Pros and Cons of Joint VS Single Loan Application
One of the most significant worries for many people, and mainly the married couples are deciding whether to apply for a joint or single loan.
Although both cases are almost the same since the borrowed amounts must be repaid, their requirements are entirely different. Therefore, it’s important to consider the pricing and qualification implications of each decision separately.
So, what is the difference between joint and single loan applications, and what would you better go for?
A joint loan is a type of loan with two or more borrowers. All the loan applicants of the loan are equally responsible for the loan repayment. Hence each borrower has the rightful ownership of what is financed using the credit. Once the borrowers submit their application, the lender evaluates the income of each borrower then approves or disapproves the application.
Advantages of Joint Loans
- More income – this is the primary reason why many people opt for the joint loan application. Compared to when applying alone, the loan amount is relatively higher.
- Better credit – if you want to get a loan with poor credit score, the additional borrower can increase the chances of loan approval especially if they have a good credit score.
- Joint ownership – depending on some circumstances, it makes sense for married couples to have joint ownership of their assets.
- Repayment flexibility – while applying for the loan jointly increases the chances of qualifying for a more substantial amount, it not a must for the partners to contribute equally towards the repayment. The choice entirely lies in the borrower’s hands to decide how they will help each other to pay.
Disadvantages of Joint Loans
- Delay in documentation – since there are many applicants involved, the bank may take an extended period to finalize the documentation. However, the process provides the lender with adequate time to endure that the documents are valid.
- Impact of credit history – when one of the co-borrowers defaults, the credit records of all the others are affected. To prevent this, it’s advisable to confirm the repayment ability of the co-borrower before signing the deal. Also, should one of the partner pull out of the agreement, a new bond agreement is processed and a new credit assessment conducted to verify affordability.
If you are not interested in the joint loan application, then you can do it all alone. This loan is mostly applied by individuals with pressing for cash and don’t have someone they can partner with. However, the amount you get entirely depends on your credit history, your level of income and well as your assets. Should you opt for the single loan? Check out its pros and cons.
Advantages of Single Loans
- Quick approval – the process of obtaining a single loan is quite shorter as compared to the joint loan application. Why? There is minimal documentation since the applicants are not many.
- Better management – making money decisions as a group/couple is sometimes hard since different opinions are needed. However, you can make quick decisions alone and even manage the cash in a better way.
- Less risky – if you have a good loan repayment behavior, then you wouldn’t have to mind off about the co-borrowers who default.
- Lesser amount – when applying for a single loan, only your income is taken into account for determining the amount you can borrow.
- Greater impact of your credit score – in case of a single loan, your are solely responsible for the repayments, and the credit score is at a greater risk in case you fail to honour your obligations.
Joint vs. Single – Which One Should You go for?

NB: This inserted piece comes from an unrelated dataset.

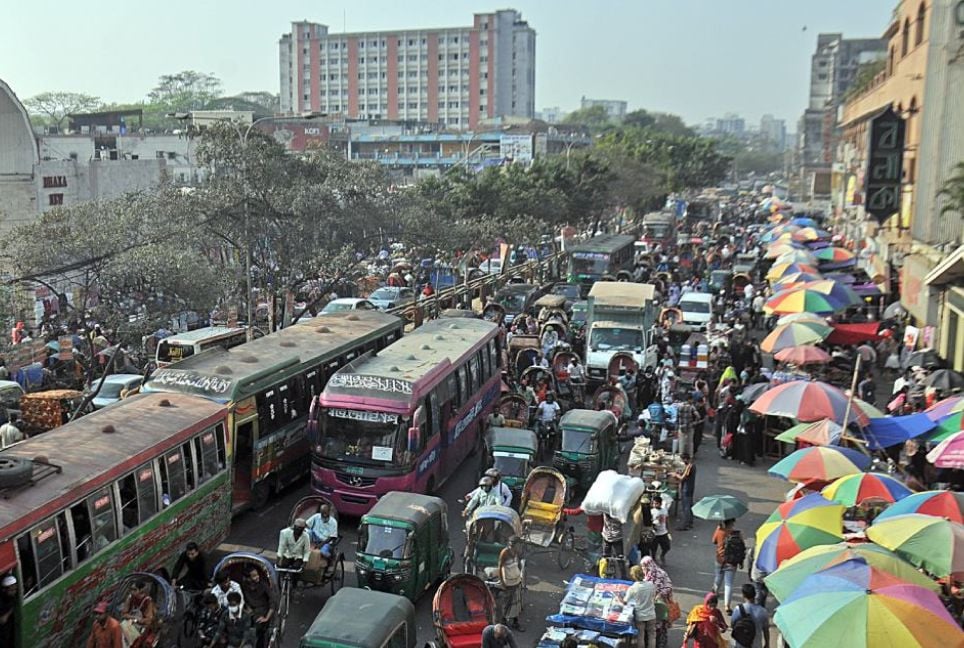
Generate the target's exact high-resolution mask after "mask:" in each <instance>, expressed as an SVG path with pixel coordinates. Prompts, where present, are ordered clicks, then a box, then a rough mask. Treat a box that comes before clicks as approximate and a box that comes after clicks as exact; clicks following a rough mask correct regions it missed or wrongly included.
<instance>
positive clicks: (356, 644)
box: [298, 587, 417, 648]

This entirely depends on your current situation. The information above will help you to make a more informed decision. If you choose the joint loans, make sure that you all come into the same agreement since a single mistake done by one of the partners may affect all of you or even land you into legal trouble.
If you choose the single loan, be sure to repay the loan as per the agreement to avoid interfering with your credit rating. Above all, involve an experienced financial advisor in the decision-making process to give your clear guidelines.